The project's goal was to allow imaging of a relatively large tissue sample all at once, while still maintaining the high resolution of a point-by-point scanning operation. Its solution involved patterning the excitation light by modifying its amplitude, so that each fluorescing pixel is turned off or on at different times.
"Multiphoton temporal focusing allows high-resolution excitation patterns to be projected deep inside a specimen at multiple scattering lengths, due to the use of long wavelength light," noted the project in its published paper.
"Computational reconstruction allows high-resolution structural features to be reconstructed from tens to hundreds of DEEP images, instead of millions of point-scanning measurements."
Studies of neurodegenerative disease
With each pixel effectively being turned on or off by the modulated light, space can be created around each pixel, allowing a better view of what is happening at each individual location. A computer algorithm can then reconstruct a picture of the larger imaging area.
"We control the shape of the light and we get the response from the tissue," said Yildirim. "From these responses, we try to resolve what kind of scattering the tissue has. As we do the reconstructions we can get a lot of information that you cannot see in the raw images."
In trials, the project found that DEEP allowed it to achieve an imaging depth of 200 microns in slices of ex vivo mouse muscle and kidney tissue, and about 300 microns into the in vivo brains of mice.
That represents a doubling of the image depths achieved without a patterned excitation and computational reconstruction, according to MIT, and DEEP can also generate images about 100 to 1,000 times faster than conventional two-photon microscopy.
More rapid high-resolution images of neurons in mouse brains could be particularly valuable for studies of the relationship between neurodegenerative diseases such as Alzheimer's and blood flow, while other future work could involve applying DEEP to measurements of neuronal activity, using fluorescent calcium probes that light up when neurons are excited.

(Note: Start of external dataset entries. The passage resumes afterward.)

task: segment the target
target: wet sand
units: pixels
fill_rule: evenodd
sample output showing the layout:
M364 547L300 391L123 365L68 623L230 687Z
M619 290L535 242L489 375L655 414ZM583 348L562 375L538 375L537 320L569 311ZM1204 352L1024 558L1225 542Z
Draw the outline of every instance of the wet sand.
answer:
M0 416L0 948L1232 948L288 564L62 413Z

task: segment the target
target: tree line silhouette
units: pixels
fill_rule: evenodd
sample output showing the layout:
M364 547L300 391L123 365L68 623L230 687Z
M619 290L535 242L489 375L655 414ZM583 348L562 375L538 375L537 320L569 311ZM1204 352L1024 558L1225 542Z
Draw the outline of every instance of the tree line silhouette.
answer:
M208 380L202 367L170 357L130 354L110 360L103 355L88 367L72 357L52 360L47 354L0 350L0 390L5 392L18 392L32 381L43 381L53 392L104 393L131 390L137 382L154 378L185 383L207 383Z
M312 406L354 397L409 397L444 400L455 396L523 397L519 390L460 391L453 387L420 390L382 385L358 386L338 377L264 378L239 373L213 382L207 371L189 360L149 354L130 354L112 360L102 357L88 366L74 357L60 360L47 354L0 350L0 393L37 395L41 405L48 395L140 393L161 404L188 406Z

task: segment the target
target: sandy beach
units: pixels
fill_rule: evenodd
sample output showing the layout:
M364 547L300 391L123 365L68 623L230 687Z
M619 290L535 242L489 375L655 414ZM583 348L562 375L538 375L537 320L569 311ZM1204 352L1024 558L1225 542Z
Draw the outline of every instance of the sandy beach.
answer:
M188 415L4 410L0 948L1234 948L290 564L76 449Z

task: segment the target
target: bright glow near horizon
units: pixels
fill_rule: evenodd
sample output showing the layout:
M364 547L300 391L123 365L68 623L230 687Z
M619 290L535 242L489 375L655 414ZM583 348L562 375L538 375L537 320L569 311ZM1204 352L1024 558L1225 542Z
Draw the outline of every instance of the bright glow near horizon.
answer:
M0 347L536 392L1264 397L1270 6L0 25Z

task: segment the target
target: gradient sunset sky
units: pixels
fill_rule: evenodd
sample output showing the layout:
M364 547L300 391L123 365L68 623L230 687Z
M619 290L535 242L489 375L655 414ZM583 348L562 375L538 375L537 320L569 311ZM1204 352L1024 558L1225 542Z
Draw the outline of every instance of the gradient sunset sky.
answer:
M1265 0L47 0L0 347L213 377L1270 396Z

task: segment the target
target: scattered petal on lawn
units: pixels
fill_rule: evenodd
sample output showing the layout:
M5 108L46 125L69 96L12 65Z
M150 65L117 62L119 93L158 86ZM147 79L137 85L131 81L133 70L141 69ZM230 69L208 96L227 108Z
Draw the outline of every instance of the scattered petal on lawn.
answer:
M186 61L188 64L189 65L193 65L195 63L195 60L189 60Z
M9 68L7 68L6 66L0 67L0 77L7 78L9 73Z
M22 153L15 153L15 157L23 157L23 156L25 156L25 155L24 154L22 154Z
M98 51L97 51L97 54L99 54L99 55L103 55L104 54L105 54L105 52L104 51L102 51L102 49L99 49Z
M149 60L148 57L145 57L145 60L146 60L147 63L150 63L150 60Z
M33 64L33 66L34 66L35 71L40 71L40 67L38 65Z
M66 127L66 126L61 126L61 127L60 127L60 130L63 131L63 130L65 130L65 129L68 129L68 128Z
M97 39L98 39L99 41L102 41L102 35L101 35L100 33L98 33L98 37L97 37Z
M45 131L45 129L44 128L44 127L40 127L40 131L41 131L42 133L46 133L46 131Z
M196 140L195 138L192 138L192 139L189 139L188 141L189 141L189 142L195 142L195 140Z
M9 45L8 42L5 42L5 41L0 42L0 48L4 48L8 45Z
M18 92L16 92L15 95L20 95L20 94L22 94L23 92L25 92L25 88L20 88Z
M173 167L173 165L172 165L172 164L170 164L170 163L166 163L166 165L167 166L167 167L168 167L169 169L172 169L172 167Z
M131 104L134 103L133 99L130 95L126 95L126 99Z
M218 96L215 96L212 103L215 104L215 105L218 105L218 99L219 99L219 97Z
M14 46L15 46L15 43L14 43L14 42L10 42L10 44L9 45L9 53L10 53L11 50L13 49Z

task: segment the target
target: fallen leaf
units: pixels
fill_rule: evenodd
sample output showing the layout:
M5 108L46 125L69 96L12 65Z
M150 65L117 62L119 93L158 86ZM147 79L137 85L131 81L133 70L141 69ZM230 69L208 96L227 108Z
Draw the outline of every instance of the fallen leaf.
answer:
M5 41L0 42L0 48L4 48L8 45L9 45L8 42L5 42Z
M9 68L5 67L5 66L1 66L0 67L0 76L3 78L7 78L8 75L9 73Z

In addition to brain imaging, it may be possible to use DEEP to image the blood vessels in malignancies as a way to assess the margins of a tumor, always a critical parameter in cancer surgery.
"All the studies of blood flow or morphology of the blood vessel structures are based on two-photon or three-photon point scanning systems, so they are slow," commented Yildirim. "By using this technology, we can really perform high-speed volumetric imaging of blood vessel structure in order to understand the changes in blood flow."